# WHo's Working the Holiday(s)?????



## mpd61 (Aug 7, 2002)

I am here for twelve on the dayshift, and was here yesterday too!
:skull:


----------



## Nuke_TRT (Feb 10, 2008)

16 here, its either dead, or its hitting the fan all at once.:stomp:


----------



## 7costanza (Aug 29, 2006)

Not me


----------



## DEI8 (Jan 20, 2006)

1500-2300, 8 hours OT:teeth_smile:


----------



## Truck Trooper (Jan 29, 2008)

Off Duty at 03:30 AM this morning, Tied up with a whiny DUI arrest. :stomp:


----------



## Tuna (Jun 1, 2006)

Got yesterday and today off. Regular rotation.


----------



## Guest (Dec 25, 2010)

Working today. Stay safe guys.


----------



## rg1283 (Sep 14, 2005)

11-7 usual rotation Christmas Eve and thank goodness I have the weekend off and I am missing the storm. However, I am sure Another storm will come when I am working again. Only About 3 more months left of winter.

Merry Christmas


----------



## trueblue (Jan 21, 2008)

Worked the day shift...all quiet. Still have tomorrow


----------



## HuskyH-2 (Nov 16, 2008)

11-7


----------



## TopCop24 (Jul 11, 2005)

2300-0700 OT last night 2300-0700 OT tonight....snow fairy tomorrow hahaha


----------



## Hush (Feb 1, 2009)

Worked last night for a guy with kids, but off today. Scheduled for New Years, but hoping to switch.
Hope you guys working get to lay low. I drove from Woburn to Lewiston ME and back last night for work and didn't see one cruiser on the highway the entire trip.


----------



## jettsixx (Dec 10, 2005)

I worked yesterday for 16, took today off first time in about 7 or 8 years I haven't worked Christmas and enjoyed every minute of it.


----------



## LGriffin (Apr 2, 2009)

The real question is, "Whose bringing the poor bastids something good to eat between domestics?"

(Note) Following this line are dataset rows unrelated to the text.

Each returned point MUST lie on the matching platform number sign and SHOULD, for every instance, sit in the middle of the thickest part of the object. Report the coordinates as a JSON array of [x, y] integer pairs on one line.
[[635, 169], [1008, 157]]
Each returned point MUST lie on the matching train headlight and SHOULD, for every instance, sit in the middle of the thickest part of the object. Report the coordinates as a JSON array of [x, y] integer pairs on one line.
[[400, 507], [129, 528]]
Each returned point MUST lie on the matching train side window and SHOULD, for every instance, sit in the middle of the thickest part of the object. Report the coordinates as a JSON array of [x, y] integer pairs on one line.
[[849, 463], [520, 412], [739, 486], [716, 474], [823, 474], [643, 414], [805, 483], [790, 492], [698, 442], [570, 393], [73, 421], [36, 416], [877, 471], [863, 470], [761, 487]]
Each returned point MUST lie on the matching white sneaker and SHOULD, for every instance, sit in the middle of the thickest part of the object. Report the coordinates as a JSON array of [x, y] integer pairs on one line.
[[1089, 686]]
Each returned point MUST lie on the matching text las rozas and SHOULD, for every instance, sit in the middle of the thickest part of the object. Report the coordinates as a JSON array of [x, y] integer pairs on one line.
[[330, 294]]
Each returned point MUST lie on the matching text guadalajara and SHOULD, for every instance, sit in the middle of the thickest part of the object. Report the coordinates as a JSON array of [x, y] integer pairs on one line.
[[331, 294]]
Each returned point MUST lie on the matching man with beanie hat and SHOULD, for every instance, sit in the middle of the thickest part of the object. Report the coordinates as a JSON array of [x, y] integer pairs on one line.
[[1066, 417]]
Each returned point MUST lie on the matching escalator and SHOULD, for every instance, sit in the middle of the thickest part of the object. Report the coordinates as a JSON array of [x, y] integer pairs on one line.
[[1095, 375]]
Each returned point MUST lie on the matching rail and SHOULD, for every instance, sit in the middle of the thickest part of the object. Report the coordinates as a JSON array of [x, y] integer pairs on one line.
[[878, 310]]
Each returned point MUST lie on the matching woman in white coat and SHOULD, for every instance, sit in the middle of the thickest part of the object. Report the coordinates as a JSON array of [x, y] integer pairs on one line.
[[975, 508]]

Merry Christmas & stay safe


----------



## cc3915 (Mar 26, 2004)

Thank you to all who worked on Christmas eve and Christmas itself. I hope your shifts went well and you got to spend at least a little time with your families. 

Also, good luck to all that will have to work in the upcoming blizzard. Stay safe and Merry Christmas.


----------



## vttroopah (Oct 8, 2009)

Night shift last night and tonight. Wife's thrilled.


----------



## Sam1974 (Apr 8, 2009)

Stay safe everyone!!!


----------



## ArchAngel2 (Oct 11, 2005)

Im working all the eve's and all the holidays this year!!:stomp::stomp::stomp:


----------



## Guest (Dec 26, 2010)

Worked the evening shift....kinda sucked, but made the best of it.


----------



## TacEntry (Nov 29, 2006)

Worked 12 hours Christmas day, and working again now -but it's 1109hrs (L) on 26 Dec 2010 where I'm at.... Merry Christmas Everybody.


----------



## Bloodhound (May 20, 2010)

ArchAngel2 said:


> Im working all the eve's and all the holidays this year!!:stomp::stomp::stomp:


Same here, booooo!


----------



## OfficerObie59 (Sep 14, 2007)

Mid to 8am, sleep, then a double starting at 4pm Xmas night.


----------



## PBC FL Cop (Oct 22, 2003)

I was able to manage getting Christmas Eve and Christmas Day off for my unit and I enjoyed every minute of the holiday. Starting in a new unit tomorrow with weekends and holidays off, so New Years is looking real good.


----------



## j809 (Jul 5, 2002)

Congrats PBC. Im working a double in this shitty snow storm


----------



## mpd61 (Aug 7, 2002)

j809 said:


> Congrats PBC. Im working a double in this shitty snow storm


You love it you OT Whore! Hey I drove through your hometown on 117 tonight to go to a wake in Leominster that was cancelled...Now that's shitty!


----------



## SinePari (Aug 15, 2004)

PBC FL Cop said:


> Starting in a new unit tomorrow with weekends and holidays off, so New Years is looking real good.


What the HELL kind of police work only takes place Mon-Fri??? Probably get to sit down and have dinner at a reasonable time each night, too :tounge_smile:


----------



## PBC FL Cop (Oct 22, 2003)

SinePari said:


> What the HELL kind of police work only takes place Mon-Fri???


The good kind :shades_smile:


----------